How to Utilize Submodules within Git Repos

One Solution When the Primary Code Can be Open Source, but Specific Content Needs to be Private

Paige Niedringhaus
Bits and Pieces

--

Photo by Sigmund on Unsplash

The Dev Community’s Willingness to Share Almost Anything is One of the Many Reasons I ❤️ Being a Web Developer

From the first day I started learning to code at my bootcamp, I learned how open, how helpful and how freely info is shared within the web development community. It’s awesome and inspiring (and at times a little overwhelming). So. Much. Information!

But truly, I have such respect for the people who are open source maintainers of code, the people who answer questions on Stack Overflow, the people who speak at conferences, make courses, write books and blogs — and (often) do so on their own time, outside of their day jobs.

What other industry can you point to where such open collaboration and sharing (for no other benefit than to build cool things and enable others to do so too), is not only encouraged but also celebrated?

This is a reason why I, myself, write now. I’ve been lucky enough to learn so much between the problems I get to solve at my day job and the problems I’ve run into and overcome in my side projects, that I wanted to give back to the community I’ve benefitted so much from.

So let’s talk about a topic I learned a good bit about recently: Git submodules.

Imagine, if you will, a scenario where you want to share the majority of a code base with everyone, but perhaps, keep one folder within that codebase private. I encountered this very scenario when building my personal website. I used a popular, albeit barebones, Gatsby starter site to build it, which I’m happy to share the source code for (the styling, the colors, the React components and structure — have at it, no trade secrets there).

However, my site also houses my personal articles on web development and technology (like the one you’re reading now), and I’d rather not make it so easy that anyone could fork my whole repo, deploy it live, and have all of the articles I’ve put the time and effort into creating under their own name on a copycat site (it sounds a little ridiculous to think this would happen so blatantly, but I assure you, it’s not as far-fetched as it seems).

And so, meet Git submodules, a way to have the best of both worlds: the public repo with the source code anyone can see, and inside of it, a private repo with the protected information only specific people can access.

Essentially, Git submodules are a way to have two or more repos work together as a single unit. One project (or more), entirely separate from, yet used within, another project.

It is true the same can be achieved by authoring independent components and composing them together using Bit (with some components exported to a private remote scope and others to a public remote scope) but I guess that’s more of a matter of preferred methodology than anything else.

Enter Git Submodules

There’s a fantastic Git version control book (also available for free online), that does a wonderful job of explaining the reason for Git submodules:

It often happens that while working on one project, you need to use another project from within it. Perhaps it’s a library that a third party developed or that you’re developing separately and using in multiple parent projects. A common issue arises in these scenarios: you want to be able to treat the two projects as separate yet still be able to use one from within the other. — Git SCM

And yes, you could just copy the source code from one project and drop it into the other, but then if you update the copied source code later and want those same updates reflected in the original library, (or in my case, want some code in a repo to be private and other code to be public), it gets messy and hard to keep track of pretty quickly.

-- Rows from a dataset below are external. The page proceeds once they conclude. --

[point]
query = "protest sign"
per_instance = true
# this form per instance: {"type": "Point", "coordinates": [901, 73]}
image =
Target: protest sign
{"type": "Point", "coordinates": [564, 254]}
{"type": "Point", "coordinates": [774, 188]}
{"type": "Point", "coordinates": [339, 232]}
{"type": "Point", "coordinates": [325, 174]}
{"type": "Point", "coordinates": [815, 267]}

Git addresses this issue using submodules. Submodules allow you to keep a Git repository as a subdirectory of another Git repository. This lets you clone another repository into your project but still keep your commits to that project separate.

Sounds handy, right? Let me show you how it’s done — I’ll use my own site code as an example.

Create a Submodule (Another repo in GitHub)

So, first things first, create the repo to be imported into the other project (the submodule).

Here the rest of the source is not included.